Лантхильда перетащила свое рукоделие в «светелку» и часами просиживала возле Валамира. Выла какие–то горестные песни, услаждая слух батюшки. Валамир Лантхильду, судя по всему, одобрял. И рукоделия ее одобрял, и тягучие песни, и беременность. Все это было аттиле по сердцу.
Иногда Лантхильда сладким голосом звала в «светелку» Вамбу. Вамба недоверчиво косился, озирался, но шел. Затем из «светелки» начинал доноситься скрипучий голос старца — распекал сынка, пилил, наставлял и бранил на чем свет стоит.
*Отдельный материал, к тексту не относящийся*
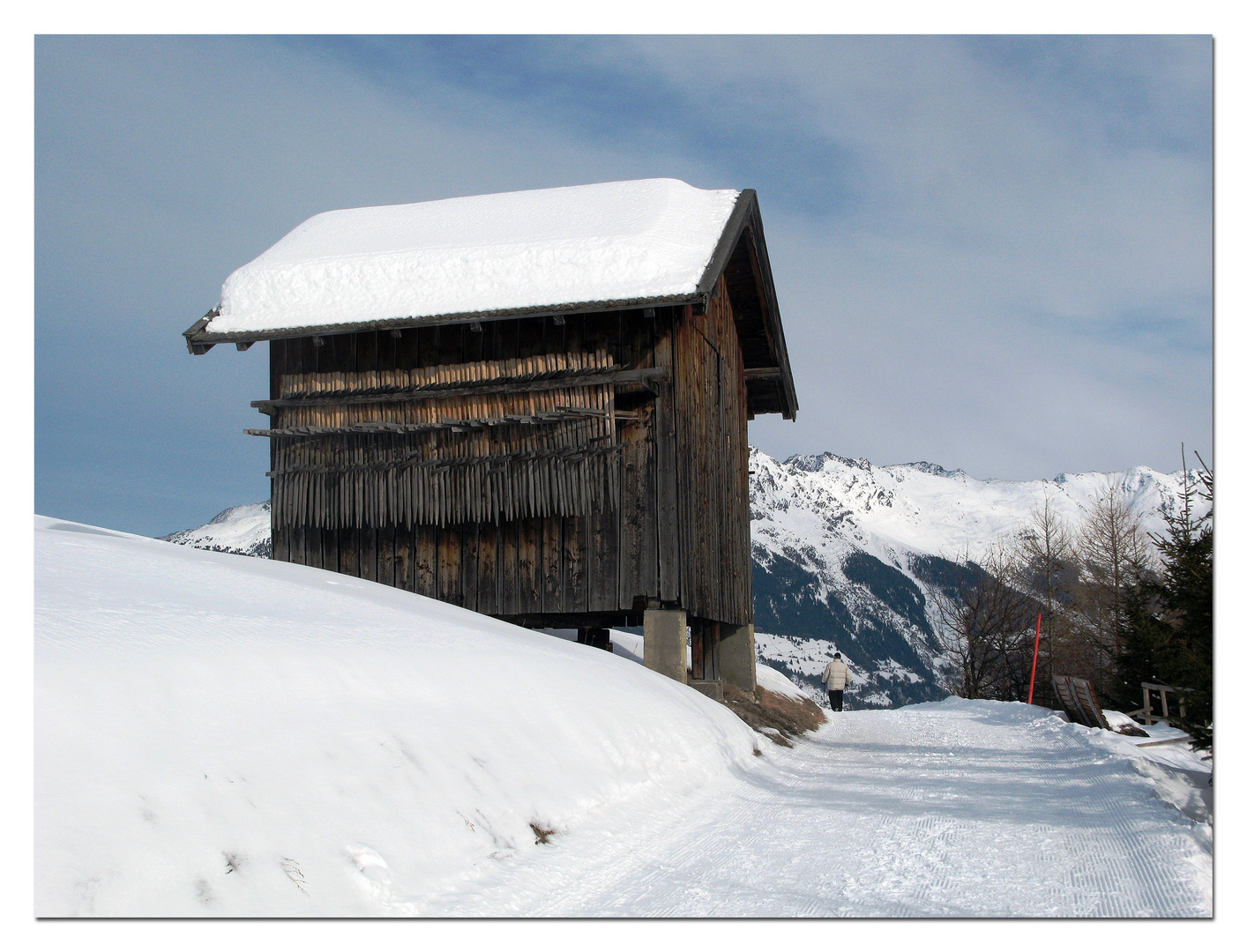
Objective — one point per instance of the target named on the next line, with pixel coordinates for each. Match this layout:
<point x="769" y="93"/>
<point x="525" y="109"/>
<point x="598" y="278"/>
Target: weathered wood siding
<point x="398" y="461"/>
<point x="716" y="577"/>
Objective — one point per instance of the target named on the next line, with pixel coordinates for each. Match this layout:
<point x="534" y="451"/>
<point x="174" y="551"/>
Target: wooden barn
<point x="533" y="405"/>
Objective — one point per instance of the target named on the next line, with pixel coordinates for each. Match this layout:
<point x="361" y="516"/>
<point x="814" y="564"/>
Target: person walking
<point x="836" y="677"/>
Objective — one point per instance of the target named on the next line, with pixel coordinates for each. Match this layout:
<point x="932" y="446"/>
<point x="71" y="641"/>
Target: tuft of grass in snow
<point x="780" y="717"/>
<point x="541" y="831"/>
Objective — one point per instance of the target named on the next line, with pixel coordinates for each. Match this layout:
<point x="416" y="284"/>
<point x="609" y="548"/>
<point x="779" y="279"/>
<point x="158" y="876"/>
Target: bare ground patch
<point x="777" y="716"/>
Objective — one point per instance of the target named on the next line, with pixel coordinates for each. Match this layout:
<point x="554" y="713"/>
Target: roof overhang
<point x="740" y="257"/>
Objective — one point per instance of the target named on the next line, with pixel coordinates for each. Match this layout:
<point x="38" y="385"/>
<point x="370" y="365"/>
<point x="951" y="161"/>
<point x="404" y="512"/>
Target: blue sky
<point x="991" y="253"/>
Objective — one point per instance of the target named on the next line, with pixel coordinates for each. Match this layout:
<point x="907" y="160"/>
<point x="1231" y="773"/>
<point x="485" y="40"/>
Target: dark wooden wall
<point x="676" y="531"/>
<point x="716" y="577"/>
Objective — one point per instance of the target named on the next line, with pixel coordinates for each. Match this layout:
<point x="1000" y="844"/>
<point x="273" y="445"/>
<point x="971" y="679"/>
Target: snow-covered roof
<point x="606" y="244"/>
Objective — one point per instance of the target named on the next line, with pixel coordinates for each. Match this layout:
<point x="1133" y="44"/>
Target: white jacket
<point x="836" y="675"/>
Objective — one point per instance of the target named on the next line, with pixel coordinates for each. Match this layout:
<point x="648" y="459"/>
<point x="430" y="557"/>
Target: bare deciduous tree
<point x="1114" y="554"/>
<point x="984" y="618"/>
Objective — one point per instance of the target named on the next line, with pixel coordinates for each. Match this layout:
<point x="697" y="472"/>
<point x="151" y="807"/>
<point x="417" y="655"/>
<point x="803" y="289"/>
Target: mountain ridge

Вамба в ответ бубнил что–то малоубедительное.
Следует отдать должное старому Валамиру и его чадам: Сигизмунда они пока что не трогали. Иногда Вамба доносил до Сигизмунда реляции из «светелки». Больше всего «светелку» занимал вопрос о том, где может находиться Сегерих.
Сигизмунд чувствовал, как жизнь постепенно заполняется дремучей косностью. Осталось только встать на четвереньки и оскотиниться. Вспоминал, неустанно себя дураком обзывая, как умилялся по первости над Лантхильдой. Жалел ее. Все родню лантхильдину представить себе пытался — как, мол, она, бедненькая, в землянке жила? Вот она, лантхильдина родня! Умиляйся! Уподобляйся!
Иногда несбыточно вспоминалось, как с легким скрипом ввинчивается в гнездо цилиндр, помеченный красным…
* * *
Получил наконец видеозапись, сделанную с восьмимиллиметровой кинопленки. Решил посмотреть.
Старый хрыч в этот день особенно свирепствовал. Может, погода на него так действовала.
Пленка была переведена на видео без каких–либо монтажных изысков. Оператор в большинстве случаев остался неизвестным. Иногда было понятно, что снимал отец. В одном случае Сигизмунд заподозрил руку Аспида.
После обязательного мерцания испорченных кадров показались пятилетний Сигизмунд с дедушкой Аспидом возле магазина. Они топтались на месте возле большого магазинного окна. Дед то и дело дергал Сигизмунда за руку и, наклоняясь к уху внука, что–то говорил ему, показывая на камеру. По всему было видно, что вся эта киносъемка Аспиду смертельно неинтересна. Сигизмунд наконец поднял голову, посмотрел в объектив — этого от него и добивались. После чего съемка закончилась.